🤖 AI Summary
This work addresses the challenge in reinforcement learning that handcrafted reward functions are time-consuming to design and often misaligned with task objectives. To this end, the paper introduces the Trajectory Alignment Coefficient (TAC) as a metric quantifying the consistency between a reward function and expert preferences, and for the first time employs TAC both as an auxiliary signal for reward tuning and as a direct learning objective for reward modeling. Furthermore, the authors develop Soft-TAC, a differentiable approximation of TAC, enabling end-to-end learning of reward models from human preference data. Experiments demonstrate that in Lunar Lander, TAC significantly improves reward function performance while reducing the cognitive burden of manual tuning; in Gran Turismo 7, reward models trained with Soft-TAC yield more diverse and effective behavioral policies compared to standard cross-entropy approaches.
📝 Abstract
The success of reinforcement learning (RL) is fundamentally tied to having a reward function that accurately reflects the task objective. Yet, designing reward functions is notoriously time-consuming and prone to misspecification. To address this issue, our first goal is to understand how to support RL practitioners in specifying appropriate weights for a reward function. We leverage the Trajectory Alignment Coefficient (TAC), a metric that evaluates how closely a reward function's induced preferences match those of a domain expert. To evaluate whether TAC provides effective support in practice, we conducted a human-subject study in which RL practitioners tuned reward weights for Lunar Lander. We found that providing TAC during reward tuning led participants to produce more performant reward functions and report lower cognitive workload relative to standard tuning without TAC. However, the study also underscored that manual reward design, even with TAC, remains labor-intensive. This limitation motivated our second goal: to learn a reward model that maximizes TAC directly.

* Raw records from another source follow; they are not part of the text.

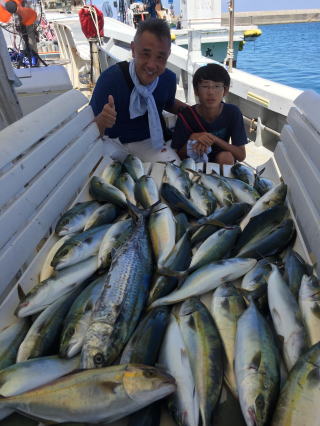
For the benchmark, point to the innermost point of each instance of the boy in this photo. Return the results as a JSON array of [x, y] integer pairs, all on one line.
[[211, 123]]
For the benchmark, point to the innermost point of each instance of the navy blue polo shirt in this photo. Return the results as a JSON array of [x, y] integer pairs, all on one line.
[[228, 125], [112, 82]]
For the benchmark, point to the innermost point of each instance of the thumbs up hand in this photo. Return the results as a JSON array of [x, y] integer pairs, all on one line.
[[107, 117]]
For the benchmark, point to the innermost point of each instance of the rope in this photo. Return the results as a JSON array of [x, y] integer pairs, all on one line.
[[94, 17]]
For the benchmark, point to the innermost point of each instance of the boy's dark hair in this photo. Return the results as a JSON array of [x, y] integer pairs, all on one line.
[[212, 72], [158, 27]]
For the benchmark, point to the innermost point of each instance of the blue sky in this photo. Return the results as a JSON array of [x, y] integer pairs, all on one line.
[[252, 5]]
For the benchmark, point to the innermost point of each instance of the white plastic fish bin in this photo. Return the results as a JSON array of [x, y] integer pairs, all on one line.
[[46, 163]]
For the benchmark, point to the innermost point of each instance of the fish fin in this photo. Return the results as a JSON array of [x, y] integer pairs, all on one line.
[[89, 307], [21, 293], [316, 310], [260, 402], [256, 361], [260, 172], [162, 270], [313, 377]]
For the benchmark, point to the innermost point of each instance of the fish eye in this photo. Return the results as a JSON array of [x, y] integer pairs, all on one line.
[[70, 331], [98, 359], [148, 373]]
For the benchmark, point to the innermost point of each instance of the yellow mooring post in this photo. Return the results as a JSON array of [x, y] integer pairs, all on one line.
[[231, 31]]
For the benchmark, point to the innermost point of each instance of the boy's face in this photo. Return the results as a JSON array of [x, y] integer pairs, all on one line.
[[211, 93], [150, 54]]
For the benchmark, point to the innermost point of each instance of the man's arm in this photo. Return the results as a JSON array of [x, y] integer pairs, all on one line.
[[107, 117]]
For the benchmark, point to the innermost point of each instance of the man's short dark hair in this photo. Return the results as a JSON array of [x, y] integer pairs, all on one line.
[[213, 72], [158, 27]]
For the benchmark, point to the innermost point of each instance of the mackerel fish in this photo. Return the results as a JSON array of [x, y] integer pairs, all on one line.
[[207, 278], [286, 318], [93, 396], [75, 218], [204, 350], [226, 308], [123, 297], [298, 404], [309, 302], [184, 403], [256, 367]]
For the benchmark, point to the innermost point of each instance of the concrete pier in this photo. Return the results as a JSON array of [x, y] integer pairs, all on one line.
[[273, 17]]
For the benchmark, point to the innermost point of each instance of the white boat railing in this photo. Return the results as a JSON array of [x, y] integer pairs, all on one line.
[[264, 103]]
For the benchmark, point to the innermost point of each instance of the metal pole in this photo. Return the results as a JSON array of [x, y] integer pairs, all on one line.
[[231, 31]]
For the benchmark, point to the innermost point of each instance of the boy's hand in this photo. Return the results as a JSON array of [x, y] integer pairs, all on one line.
[[200, 148], [203, 137]]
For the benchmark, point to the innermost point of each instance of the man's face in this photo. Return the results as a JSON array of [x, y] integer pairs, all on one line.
[[150, 54]]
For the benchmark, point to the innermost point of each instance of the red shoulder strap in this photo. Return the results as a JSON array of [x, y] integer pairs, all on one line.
[[195, 116]]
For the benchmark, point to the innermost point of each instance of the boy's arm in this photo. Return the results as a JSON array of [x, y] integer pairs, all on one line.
[[176, 106], [239, 152]]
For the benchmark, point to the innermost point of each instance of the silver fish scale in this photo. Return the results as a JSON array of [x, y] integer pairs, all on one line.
[[121, 301]]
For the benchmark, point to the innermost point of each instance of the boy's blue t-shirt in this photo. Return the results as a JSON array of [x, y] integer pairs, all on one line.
[[112, 82], [228, 125]]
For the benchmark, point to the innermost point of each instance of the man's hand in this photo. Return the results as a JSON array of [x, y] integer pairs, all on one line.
[[204, 137], [107, 117]]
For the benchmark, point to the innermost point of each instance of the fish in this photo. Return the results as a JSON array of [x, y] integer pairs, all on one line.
[[256, 367], [111, 172], [10, 340], [178, 178], [103, 215], [243, 173], [115, 236], [286, 318], [79, 247], [215, 247], [45, 330], [207, 278], [184, 403], [262, 185], [243, 192], [203, 198], [261, 225], [295, 267], [93, 396], [309, 303], [122, 299], [271, 244], [229, 215], [78, 318], [146, 191], [182, 224], [102, 191], [178, 260], [274, 197], [33, 373], [74, 219], [298, 403], [134, 166], [47, 270], [62, 282], [205, 354], [144, 344], [220, 188], [227, 305], [162, 231], [126, 184], [179, 202]]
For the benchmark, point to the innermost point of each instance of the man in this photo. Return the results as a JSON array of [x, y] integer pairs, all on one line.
[[130, 116]]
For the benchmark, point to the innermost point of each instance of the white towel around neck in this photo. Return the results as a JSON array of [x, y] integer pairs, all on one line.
[[142, 100]]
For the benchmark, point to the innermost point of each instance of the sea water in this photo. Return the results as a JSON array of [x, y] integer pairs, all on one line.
[[285, 53]]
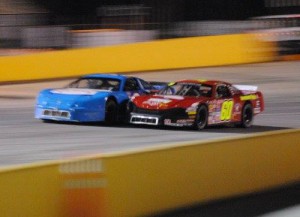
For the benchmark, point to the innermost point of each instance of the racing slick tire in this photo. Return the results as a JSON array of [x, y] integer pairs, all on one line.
[[201, 118], [111, 112], [247, 116]]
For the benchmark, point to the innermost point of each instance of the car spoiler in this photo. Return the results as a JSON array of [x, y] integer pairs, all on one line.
[[246, 87]]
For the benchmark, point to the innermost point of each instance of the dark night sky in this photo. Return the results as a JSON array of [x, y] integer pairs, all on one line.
[[192, 9]]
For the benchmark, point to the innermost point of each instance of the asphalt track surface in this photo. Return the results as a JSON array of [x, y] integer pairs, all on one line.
[[24, 139]]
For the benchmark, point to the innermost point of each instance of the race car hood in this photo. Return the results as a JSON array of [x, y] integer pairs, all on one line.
[[164, 101], [69, 96]]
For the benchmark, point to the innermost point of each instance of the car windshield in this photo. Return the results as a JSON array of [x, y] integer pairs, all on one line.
[[96, 83], [187, 89]]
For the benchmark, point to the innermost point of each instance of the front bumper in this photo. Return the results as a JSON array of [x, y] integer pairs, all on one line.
[[72, 115], [178, 118]]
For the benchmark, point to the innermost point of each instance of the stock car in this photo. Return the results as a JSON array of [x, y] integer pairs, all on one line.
[[91, 98], [198, 104]]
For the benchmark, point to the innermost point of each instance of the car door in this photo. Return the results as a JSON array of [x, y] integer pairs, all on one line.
[[225, 102], [132, 87]]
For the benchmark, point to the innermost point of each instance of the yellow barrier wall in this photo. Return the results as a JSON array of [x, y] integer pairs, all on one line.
[[147, 182], [156, 55], [154, 180], [33, 191]]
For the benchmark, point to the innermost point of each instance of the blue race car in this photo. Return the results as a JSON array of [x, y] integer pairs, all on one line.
[[91, 98]]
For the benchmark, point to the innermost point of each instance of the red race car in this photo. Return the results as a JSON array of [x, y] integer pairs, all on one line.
[[197, 104]]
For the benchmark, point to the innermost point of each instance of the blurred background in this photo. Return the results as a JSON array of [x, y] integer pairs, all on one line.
[[64, 24]]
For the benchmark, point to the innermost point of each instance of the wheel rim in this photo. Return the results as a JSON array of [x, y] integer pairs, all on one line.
[[248, 117], [110, 113], [201, 118]]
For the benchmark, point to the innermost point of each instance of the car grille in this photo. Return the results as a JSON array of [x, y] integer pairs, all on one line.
[[169, 112], [141, 119], [56, 113]]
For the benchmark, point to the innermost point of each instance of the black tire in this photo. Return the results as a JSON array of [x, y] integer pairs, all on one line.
[[201, 118], [111, 112], [247, 116]]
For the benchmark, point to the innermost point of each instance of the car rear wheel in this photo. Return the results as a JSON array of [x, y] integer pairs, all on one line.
[[110, 112], [201, 118], [247, 116]]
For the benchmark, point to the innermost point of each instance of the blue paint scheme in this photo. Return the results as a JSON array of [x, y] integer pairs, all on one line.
[[77, 104]]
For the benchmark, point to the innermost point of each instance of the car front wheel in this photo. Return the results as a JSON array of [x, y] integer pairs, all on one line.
[[201, 118], [110, 112], [247, 116]]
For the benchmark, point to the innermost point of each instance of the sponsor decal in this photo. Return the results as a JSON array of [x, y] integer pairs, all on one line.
[[77, 91], [156, 101], [248, 97], [192, 110], [226, 110], [237, 107]]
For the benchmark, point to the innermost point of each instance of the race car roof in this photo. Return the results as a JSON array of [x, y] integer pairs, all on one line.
[[201, 81], [112, 76]]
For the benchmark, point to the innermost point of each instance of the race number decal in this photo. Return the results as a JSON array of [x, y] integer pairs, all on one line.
[[226, 110]]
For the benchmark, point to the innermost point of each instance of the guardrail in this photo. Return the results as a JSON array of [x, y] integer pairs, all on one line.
[[156, 55], [130, 183]]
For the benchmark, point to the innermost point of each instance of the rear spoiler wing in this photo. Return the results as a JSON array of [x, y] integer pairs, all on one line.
[[246, 87]]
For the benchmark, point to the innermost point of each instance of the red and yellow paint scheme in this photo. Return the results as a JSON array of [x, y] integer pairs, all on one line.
[[198, 103]]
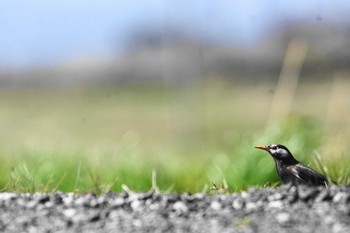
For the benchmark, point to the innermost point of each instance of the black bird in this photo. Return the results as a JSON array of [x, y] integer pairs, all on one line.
[[290, 170]]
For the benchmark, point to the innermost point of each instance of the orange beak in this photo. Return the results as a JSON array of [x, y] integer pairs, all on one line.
[[261, 147]]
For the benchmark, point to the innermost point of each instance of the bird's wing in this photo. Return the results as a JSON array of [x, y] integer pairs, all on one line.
[[307, 175]]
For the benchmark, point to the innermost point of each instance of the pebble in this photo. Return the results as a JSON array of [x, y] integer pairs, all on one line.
[[275, 204], [179, 206], [237, 204], [282, 218], [341, 197], [215, 205]]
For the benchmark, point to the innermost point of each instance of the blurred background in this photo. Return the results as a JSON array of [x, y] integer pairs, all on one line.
[[170, 94]]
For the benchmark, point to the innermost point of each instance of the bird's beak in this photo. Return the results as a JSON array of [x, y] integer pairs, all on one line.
[[261, 147]]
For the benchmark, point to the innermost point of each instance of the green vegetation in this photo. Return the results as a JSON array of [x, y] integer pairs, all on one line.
[[97, 139]]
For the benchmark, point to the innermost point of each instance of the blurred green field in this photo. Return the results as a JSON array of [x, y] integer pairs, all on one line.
[[96, 139]]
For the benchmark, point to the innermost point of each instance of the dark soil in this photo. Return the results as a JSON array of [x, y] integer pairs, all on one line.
[[282, 209]]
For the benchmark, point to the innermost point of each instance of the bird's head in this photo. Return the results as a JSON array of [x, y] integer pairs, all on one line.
[[278, 152]]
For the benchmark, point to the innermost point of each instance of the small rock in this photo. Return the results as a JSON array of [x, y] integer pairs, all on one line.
[[118, 202], [282, 218], [306, 193], [341, 197], [179, 206], [275, 197], [7, 196], [323, 195], [251, 206], [215, 205], [43, 199], [275, 204], [69, 213], [245, 195], [95, 217], [136, 205], [237, 204]]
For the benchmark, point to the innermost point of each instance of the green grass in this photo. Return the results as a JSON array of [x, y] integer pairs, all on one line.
[[97, 139]]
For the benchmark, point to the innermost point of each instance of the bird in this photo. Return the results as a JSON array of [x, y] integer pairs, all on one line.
[[290, 170]]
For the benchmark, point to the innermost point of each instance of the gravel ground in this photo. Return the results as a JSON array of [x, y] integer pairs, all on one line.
[[282, 209]]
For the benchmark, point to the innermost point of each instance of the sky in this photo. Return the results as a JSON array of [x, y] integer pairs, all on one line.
[[41, 32]]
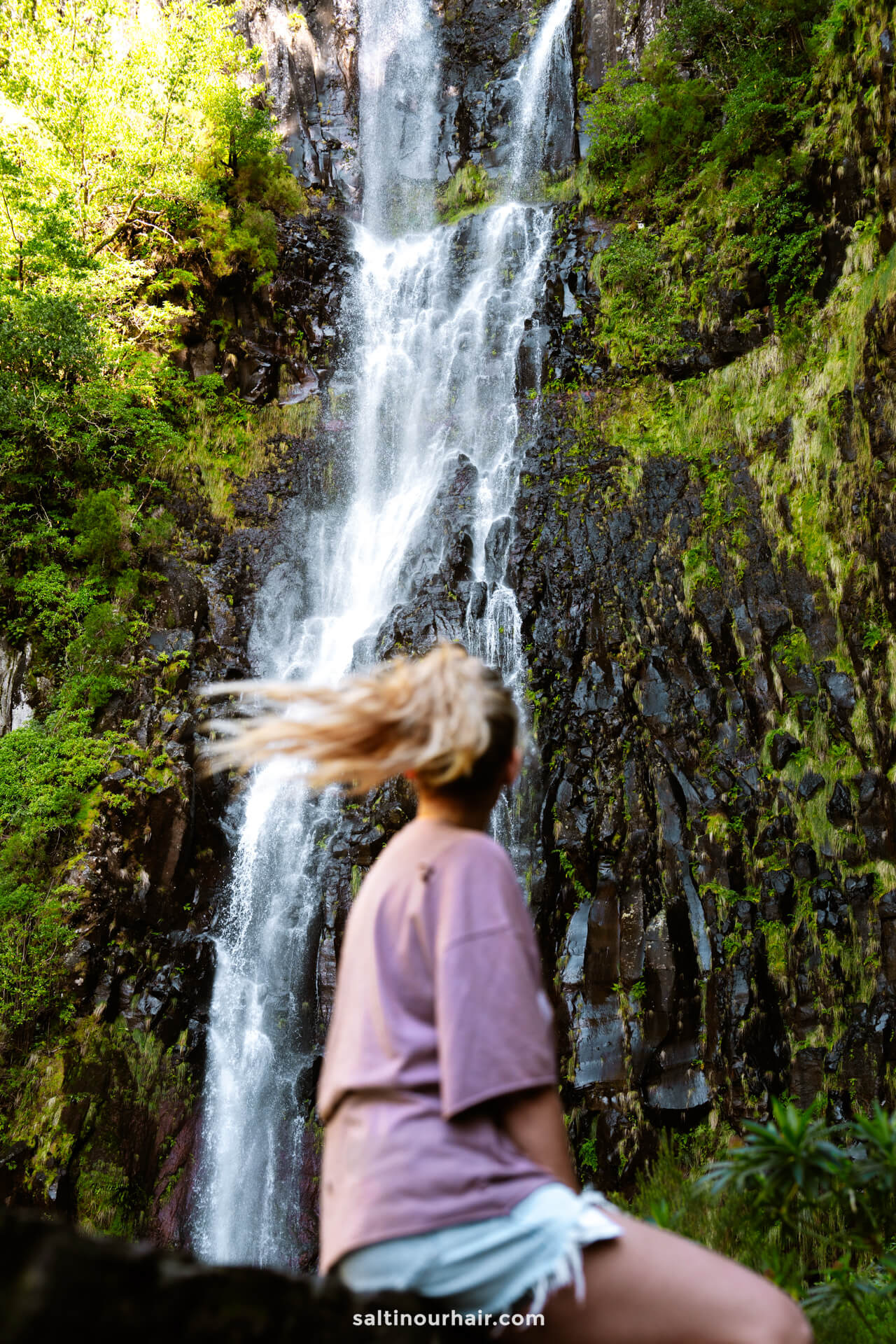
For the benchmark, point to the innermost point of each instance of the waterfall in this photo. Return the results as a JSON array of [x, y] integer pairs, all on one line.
[[545, 109], [435, 320]]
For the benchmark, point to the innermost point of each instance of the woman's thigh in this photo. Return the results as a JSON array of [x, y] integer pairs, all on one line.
[[653, 1288]]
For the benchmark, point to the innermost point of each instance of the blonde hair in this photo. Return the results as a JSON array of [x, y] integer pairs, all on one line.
[[447, 717]]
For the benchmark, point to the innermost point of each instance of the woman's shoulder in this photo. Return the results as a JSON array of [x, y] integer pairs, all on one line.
[[448, 847]]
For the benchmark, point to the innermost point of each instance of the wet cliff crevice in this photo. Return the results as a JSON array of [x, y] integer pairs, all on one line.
[[716, 820]]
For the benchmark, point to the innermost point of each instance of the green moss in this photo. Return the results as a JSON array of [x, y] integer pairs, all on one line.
[[99, 1094]]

Specifically, we propose Soft-TAC, a differentiable approximation of TAC that can be used as a loss function to train reward models from human preference data. Validated in the racing simulator Gran Turismo 7, reward models trained using Soft-TAC successfully captured preference-specific objectives, resulting in policies with qualitatively more distinct behaviors than models trained with standard Cross-Entropy loss. This work demonstrates that TAC can serve as both a practical tool for guiding reward tuning and a reward learning objective in complex domains.